Hyderabad was already on the boil following Vemula’s suicide.

The possibility of new, emerging and fledgling Dalit outfits trying to build a Dalit-Muslim compact is enough to cause consternation among established mainstream parties.

On the face of it, the BJP, which has 26 seats to the Congress’ 36 in the Himachal Assembly, should have an easy run in the state where chief minister Virbhadra Singh is battling incumbency, factionalism, perception of poor governance and a disproportionate assets case while seeking his seventh term in office.

To press home its advantage in the two-party state — which has in the last three decades voted out every incumbent government — the BJP has launched a "Hisaab Mange Himachal" campaign to demand accountability from the state government and called for a regime change and a Congress-free state and country. If there is any doubt, it is regarding the impact that Azad’s rise and the anti-Dalit and anti-minority incidents, including some by the saffron vigilante groups, could have on the elections.

It is for this reason that the BJP, while mobilizing its core supporters among the Brahmins and Thakurs, is also trying to woo the Dalits besides, of course, attacking the Congress which, in Prime Minister Narendra Modi’s words, is a "zamanati" (on bail) party and sarkar. Along with parivartan yatras, yuva aakrosh rallies and mahila congregations targeting specific social groups, there are also Dalit swabhiman sammelans.

The party hopes to reach out to the Dalits through Modi’s forays in areas of substantial SC population (like Bilaspur recently and Shimla and Mandi earlier), election of Ram Nath Kovind, a Dalit, as president, RSS’ invite to Dalit religious leader Baba Nirmal Das to be the chief guest at its annual Vijaydashami Utsav in Nagpur on September 30 (to which he sent a message as he could not attend) and state and national leaders like JP Nadda eating with Dalit families. On his part, Virbhadra Singh too has been trying to play the Dalit card while battling incumbency, graft and other odds.

He threatened to boycott the polls unless the Congress high command replaced his bête noire Sukhwinder Singh Sukhu with a Dalit state unit chief, claiming that the electorate will welcome a compact between the politically powerful Rajputs and Dalits. To pressure the leadership, he even skipped last month’s AICC-organised Dalit conclave attended by Sukku and state in charge and senior leader Sushil Kumar Shinde.

Faced with a difficult choice and a tough election in a state that is among the few left where it is in power, the Congress opted for an uneasy compromise. In return for letting Sukhu keep his post, Congress vice president Rahul Gandhi declared Singh as the party’s CM candidate.

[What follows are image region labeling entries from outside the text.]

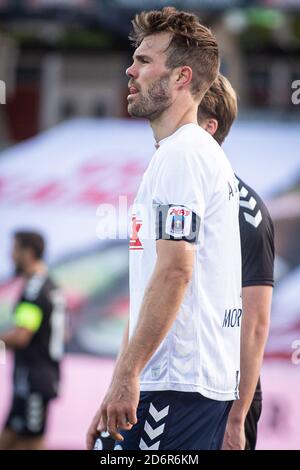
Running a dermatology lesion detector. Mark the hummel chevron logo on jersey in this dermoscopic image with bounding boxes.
[140,403,170,450]
[240,186,248,197]
[140,438,160,450]
[240,186,262,228]
[149,403,169,422]
[244,211,262,228]
[240,196,257,211]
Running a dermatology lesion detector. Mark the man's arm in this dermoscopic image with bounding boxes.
[87,240,194,449]
[223,286,273,450]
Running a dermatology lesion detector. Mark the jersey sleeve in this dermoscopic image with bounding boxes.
[240,211,274,287]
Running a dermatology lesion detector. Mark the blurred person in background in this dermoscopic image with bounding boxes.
[198,74,274,450]
[0,231,65,450]
[87,7,242,450]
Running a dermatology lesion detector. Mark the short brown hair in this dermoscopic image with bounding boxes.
[14,230,45,259]
[198,74,238,145]
[129,7,219,98]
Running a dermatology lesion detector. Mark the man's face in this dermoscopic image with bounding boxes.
[126,33,173,121]
[11,240,32,276]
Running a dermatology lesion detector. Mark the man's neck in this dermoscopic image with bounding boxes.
[24,261,47,279]
[150,95,198,144]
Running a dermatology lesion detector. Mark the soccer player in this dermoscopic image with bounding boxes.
[87,7,242,450]
[198,74,274,450]
[0,231,65,450]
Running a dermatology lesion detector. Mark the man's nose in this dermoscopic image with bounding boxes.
[126,64,137,78]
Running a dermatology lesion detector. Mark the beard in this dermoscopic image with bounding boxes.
[128,73,172,121]
[14,263,24,277]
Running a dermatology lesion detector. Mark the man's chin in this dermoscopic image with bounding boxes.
[127,104,145,118]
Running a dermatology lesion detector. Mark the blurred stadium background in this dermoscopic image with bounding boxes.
[0,0,300,449]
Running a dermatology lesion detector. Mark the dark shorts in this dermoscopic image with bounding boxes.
[98,391,232,450]
[5,393,49,437]
[245,400,262,450]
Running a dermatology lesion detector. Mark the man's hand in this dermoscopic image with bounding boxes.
[222,419,246,450]
[86,375,140,450]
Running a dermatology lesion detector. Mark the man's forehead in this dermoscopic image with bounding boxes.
[135,33,171,54]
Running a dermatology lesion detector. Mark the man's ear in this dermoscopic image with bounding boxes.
[176,65,193,86]
[201,118,219,136]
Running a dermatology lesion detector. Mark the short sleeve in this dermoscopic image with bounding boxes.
[240,211,274,287]
[153,148,207,220]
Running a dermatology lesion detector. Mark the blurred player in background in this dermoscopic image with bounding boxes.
[0,231,65,450]
[87,7,242,450]
[198,75,274,450]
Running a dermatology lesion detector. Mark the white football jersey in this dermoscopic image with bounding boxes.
[129,124,242,400]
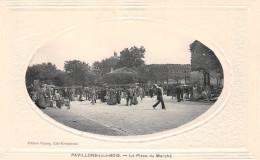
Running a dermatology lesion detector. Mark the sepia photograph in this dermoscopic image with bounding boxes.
[25,24,224,136]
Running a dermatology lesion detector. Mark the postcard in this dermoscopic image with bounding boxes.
[0,0,260,160]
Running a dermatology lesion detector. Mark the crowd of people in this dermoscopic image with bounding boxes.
[27,80,221,109]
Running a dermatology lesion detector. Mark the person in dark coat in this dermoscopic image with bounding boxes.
[126,87,134,106]
[153,84,166,109]
[176,86,182,102]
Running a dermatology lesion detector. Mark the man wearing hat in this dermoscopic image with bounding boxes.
[153,84,166,109]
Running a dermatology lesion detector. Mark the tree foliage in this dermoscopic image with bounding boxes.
[64,60,93,85]
[25,62,59,86]
[104,73,137,84]
[92,57,119,75]
[190,40,222,72]
[117,46,145,68]
[190,40,223,85]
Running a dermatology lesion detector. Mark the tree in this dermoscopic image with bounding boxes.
[190,40,223,85]
[64,60,94,86]
[92,57,119,75]
[117,46,145,68]
[25,62,58,86]
[104,73,137,84]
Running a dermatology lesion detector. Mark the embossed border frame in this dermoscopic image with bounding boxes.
[0,0,260,159]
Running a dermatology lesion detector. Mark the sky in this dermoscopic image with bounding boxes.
[30,22,195,70]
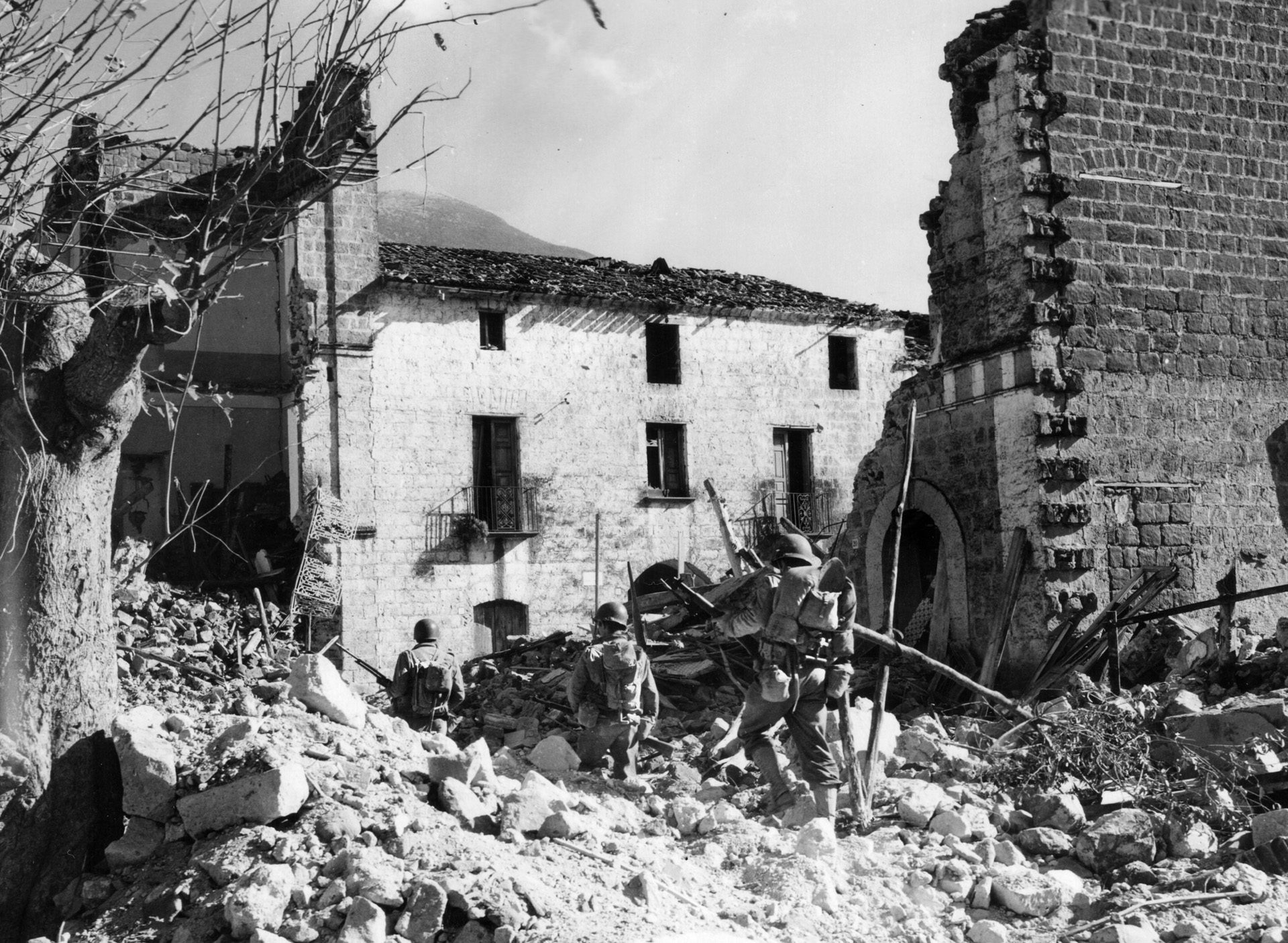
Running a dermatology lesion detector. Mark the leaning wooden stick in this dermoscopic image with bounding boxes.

It is an open question whether this will reduce infighting but it has allowed the Congress to shift its attention to the BJP. At the party’s Vikas Se Vijay Ki Aur rally in Mandi this month, Rahul attacked the BJP and Modi for failing to deal with job losses, price rise, poor implementation of GST and its negative impact on Himachal’s tourism industry.

With Gujarat also set to vote before the Himachal results are out on December 18, Rahul hailed the Himachal model of development and trashed the Gandhinagar version as a failure.

It is another matter that both governments are trying to entice the voters before the polls by lowering VAT on petrol and diesel.